“At a time when most African nations and other developing countries are seeking to lessen their dependence on gas through the exploration of the use of biofuels and solar energy, as well as the production of electricity by hydroelectric generators, we must ensure that, as Saint Lucians, we are not locked out of an important global conversation and trend in favour of producing non-oil energy,” the LPM said in a statement.
The LPM) has declined to endorse the opposition United Workers Party’s (UWP) planned march on Thursday, January 29, 2015, to demand a gasoline price reduction and has described the UWP’s decision as an opportunistic adventure designed to distract and mislead.
However, the government of Saint Lucia is not without blame, the LPM said.
“The government’s callous disregard for and the denial of the extent to which Saint Lucians are currently hurting have not only demoralised the spirit of the people but may also have created an avenue enabling vulture organisations, such as the UWP, to capitalise on the politics of gas, while failing to prove that they would have done a better job of managing the situation had they been in office today,” the LPM said.

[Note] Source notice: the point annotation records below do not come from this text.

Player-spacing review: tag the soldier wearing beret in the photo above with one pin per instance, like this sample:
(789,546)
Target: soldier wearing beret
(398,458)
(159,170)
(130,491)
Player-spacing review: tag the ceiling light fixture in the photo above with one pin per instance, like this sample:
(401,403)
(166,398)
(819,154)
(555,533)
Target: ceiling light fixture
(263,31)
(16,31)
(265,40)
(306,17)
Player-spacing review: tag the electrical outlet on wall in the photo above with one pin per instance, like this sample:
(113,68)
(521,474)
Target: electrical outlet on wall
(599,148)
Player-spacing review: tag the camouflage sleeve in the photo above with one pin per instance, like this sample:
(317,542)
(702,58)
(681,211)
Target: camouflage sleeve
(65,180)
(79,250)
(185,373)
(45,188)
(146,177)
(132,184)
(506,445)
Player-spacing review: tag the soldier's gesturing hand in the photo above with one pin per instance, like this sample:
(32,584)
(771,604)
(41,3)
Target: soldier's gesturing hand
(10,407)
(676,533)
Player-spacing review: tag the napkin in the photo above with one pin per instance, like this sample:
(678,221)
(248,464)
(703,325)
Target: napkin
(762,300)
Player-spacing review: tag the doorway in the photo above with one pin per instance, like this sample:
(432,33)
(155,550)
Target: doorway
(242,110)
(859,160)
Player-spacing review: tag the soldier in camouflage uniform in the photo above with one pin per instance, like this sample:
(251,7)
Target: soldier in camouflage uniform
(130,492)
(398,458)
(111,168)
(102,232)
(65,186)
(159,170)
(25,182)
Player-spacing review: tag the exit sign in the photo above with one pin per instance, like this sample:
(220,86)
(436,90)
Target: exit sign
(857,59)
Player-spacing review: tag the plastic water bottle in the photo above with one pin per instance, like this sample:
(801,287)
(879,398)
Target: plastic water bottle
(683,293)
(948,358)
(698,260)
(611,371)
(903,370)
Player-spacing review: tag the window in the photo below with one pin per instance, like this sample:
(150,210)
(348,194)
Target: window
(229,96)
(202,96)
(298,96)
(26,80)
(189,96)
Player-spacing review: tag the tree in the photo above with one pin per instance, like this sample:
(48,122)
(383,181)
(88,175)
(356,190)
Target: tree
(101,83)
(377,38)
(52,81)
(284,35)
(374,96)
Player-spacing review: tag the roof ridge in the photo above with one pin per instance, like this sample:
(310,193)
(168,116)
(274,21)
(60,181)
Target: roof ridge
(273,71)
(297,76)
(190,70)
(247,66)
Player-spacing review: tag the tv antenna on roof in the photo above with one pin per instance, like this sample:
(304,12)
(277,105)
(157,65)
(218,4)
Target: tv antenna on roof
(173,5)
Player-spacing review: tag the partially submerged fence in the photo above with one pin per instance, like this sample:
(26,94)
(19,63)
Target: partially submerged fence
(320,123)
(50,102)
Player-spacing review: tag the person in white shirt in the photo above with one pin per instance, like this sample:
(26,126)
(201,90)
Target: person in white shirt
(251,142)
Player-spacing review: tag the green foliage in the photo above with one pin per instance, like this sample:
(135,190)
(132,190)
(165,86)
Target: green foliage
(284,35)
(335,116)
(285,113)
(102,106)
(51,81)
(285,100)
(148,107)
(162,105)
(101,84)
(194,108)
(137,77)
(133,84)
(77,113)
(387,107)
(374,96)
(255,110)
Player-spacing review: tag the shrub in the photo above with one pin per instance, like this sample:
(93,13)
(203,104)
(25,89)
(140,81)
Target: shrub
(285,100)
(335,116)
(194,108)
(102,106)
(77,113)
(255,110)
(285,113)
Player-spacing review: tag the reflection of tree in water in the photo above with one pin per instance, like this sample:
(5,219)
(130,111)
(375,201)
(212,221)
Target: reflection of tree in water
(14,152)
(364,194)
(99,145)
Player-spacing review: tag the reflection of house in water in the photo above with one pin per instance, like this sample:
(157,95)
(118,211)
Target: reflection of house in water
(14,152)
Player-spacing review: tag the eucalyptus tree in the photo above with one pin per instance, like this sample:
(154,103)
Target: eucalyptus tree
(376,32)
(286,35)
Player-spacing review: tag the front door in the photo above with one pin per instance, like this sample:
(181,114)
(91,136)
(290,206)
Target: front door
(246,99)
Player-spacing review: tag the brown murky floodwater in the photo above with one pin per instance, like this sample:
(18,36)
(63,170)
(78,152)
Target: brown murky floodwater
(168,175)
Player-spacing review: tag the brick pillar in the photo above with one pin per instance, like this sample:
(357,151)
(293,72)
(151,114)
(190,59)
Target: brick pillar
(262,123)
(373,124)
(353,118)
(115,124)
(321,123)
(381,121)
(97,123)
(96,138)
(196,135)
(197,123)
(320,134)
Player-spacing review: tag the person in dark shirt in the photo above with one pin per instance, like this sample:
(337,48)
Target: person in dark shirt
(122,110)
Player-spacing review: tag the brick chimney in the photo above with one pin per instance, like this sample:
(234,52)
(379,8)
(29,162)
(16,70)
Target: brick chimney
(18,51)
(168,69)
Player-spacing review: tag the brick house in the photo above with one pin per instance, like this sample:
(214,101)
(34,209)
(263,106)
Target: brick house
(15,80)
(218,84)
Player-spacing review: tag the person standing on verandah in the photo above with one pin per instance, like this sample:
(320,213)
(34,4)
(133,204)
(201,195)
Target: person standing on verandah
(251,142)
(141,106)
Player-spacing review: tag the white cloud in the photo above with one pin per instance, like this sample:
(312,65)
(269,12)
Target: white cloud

The LPM therefore argued that, even if the government should accede to the UWP’s demand for a further reduction in the cost of a gallon of gasoline, this would still fail to address the central problem — finding a way effectively to reduce Saint Lucia’s overdependence on gasoline and other fuel by-products before the next fuel price adjustment on April 5, 2015.
“Saint Lucians must know how to say no to politicians who seek to place their political ambitions ahead of the country’s national interest, yet are unwilling to offer a comprehensive development plan for the country or a set of ideas geared towards ending our dependence on gas, improving our economy, and addressing the alarming rate of unemployment in our country,” the LPM concluded.